Beverly Hammersmith loves horses. “Horses are the reason I get up in the morning,” said Hammersmith.
That's true for her horses Fern and Lore. It was also true for her horse, Zip. A few weeks ago Hammersmith was woken up by a series of yips and then something that sounded like a scream. It was Zip.
“I looked out the window and I could see him trying to walk. And he was laying on his back,” said Hammersmith.
The horse was trying to fight off what Hammersmith says was a pack of coyotes. Zip caught and broke his leg on a wire fence. There were bite marks on the horse. Within the hour, a veterinarian humanely euthanized the horse.
“Zip had to suffer. Some good has to come out of this,” said Hammersmith.
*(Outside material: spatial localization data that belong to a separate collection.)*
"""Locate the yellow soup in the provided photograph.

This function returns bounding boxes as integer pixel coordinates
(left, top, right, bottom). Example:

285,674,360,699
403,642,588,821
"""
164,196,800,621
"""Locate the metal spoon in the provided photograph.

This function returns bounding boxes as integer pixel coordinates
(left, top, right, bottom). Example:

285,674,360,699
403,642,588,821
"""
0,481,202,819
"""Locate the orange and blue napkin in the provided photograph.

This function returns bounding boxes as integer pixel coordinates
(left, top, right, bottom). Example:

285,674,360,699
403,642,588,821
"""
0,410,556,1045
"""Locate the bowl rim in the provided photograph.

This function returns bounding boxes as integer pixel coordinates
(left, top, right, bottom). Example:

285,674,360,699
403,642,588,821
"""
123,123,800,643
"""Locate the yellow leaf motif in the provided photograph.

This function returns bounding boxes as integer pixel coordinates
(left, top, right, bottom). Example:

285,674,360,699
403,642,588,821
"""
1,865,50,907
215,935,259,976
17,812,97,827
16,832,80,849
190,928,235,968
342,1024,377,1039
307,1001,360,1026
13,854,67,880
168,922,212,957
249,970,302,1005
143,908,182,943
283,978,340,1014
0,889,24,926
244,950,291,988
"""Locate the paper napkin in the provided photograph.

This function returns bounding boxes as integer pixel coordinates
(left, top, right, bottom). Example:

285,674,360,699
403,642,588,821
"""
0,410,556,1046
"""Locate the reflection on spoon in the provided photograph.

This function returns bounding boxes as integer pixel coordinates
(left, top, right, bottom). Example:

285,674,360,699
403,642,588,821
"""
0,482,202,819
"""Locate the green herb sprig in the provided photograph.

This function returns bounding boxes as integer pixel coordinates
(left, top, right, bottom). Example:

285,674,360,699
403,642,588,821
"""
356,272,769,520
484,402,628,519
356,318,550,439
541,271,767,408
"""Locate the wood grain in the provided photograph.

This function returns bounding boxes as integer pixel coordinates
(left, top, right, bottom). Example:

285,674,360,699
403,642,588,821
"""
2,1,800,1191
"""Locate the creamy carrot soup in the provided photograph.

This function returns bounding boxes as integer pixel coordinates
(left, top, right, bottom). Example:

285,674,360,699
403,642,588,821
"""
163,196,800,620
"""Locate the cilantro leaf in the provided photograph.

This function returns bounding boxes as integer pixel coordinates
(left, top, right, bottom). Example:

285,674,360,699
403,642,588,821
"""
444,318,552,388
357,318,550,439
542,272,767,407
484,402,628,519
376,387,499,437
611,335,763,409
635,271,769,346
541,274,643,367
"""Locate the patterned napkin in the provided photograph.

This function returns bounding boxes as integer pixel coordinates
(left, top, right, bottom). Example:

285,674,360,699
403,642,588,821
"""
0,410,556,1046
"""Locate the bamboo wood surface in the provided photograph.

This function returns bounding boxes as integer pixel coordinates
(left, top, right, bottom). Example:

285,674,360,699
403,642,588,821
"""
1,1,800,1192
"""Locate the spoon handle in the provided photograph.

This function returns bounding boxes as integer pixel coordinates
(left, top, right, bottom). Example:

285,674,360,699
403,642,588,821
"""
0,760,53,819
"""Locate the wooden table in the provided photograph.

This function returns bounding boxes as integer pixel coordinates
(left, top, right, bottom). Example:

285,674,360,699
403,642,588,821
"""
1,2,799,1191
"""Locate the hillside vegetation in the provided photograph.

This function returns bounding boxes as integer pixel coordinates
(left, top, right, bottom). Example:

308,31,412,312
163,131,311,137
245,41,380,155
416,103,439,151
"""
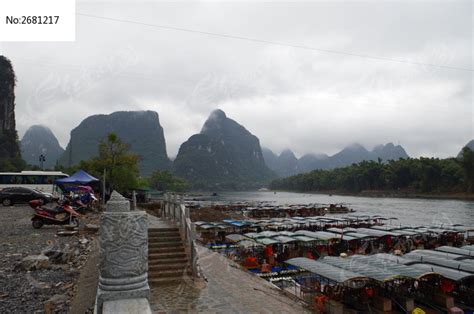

Hammersmith is worried a child could be attacked one day. She wants the state to take action against the some 30,000 coyotes estimated to live in the state.
“They need to be hunted out and shot,” said Hammersmith.
Coyote hunting season that starts in October. For the safety of her horses, Hammersmith hired a DEC licensed hunter who is allowed to remove the pack near her house. Until then, she leaves her lights on and doesn't let her horses out at night.
It is very rare for a coyote or a group of coyotes to attack an animal as large as a horse. They're more likely to attack smaller animals and even pets. To protect your pets the DEC recommends people don't feed their pets outside and secure outdoor trash bins.
If you do see a coyote being aggressive toward you, look as large as possible and make lots of noise.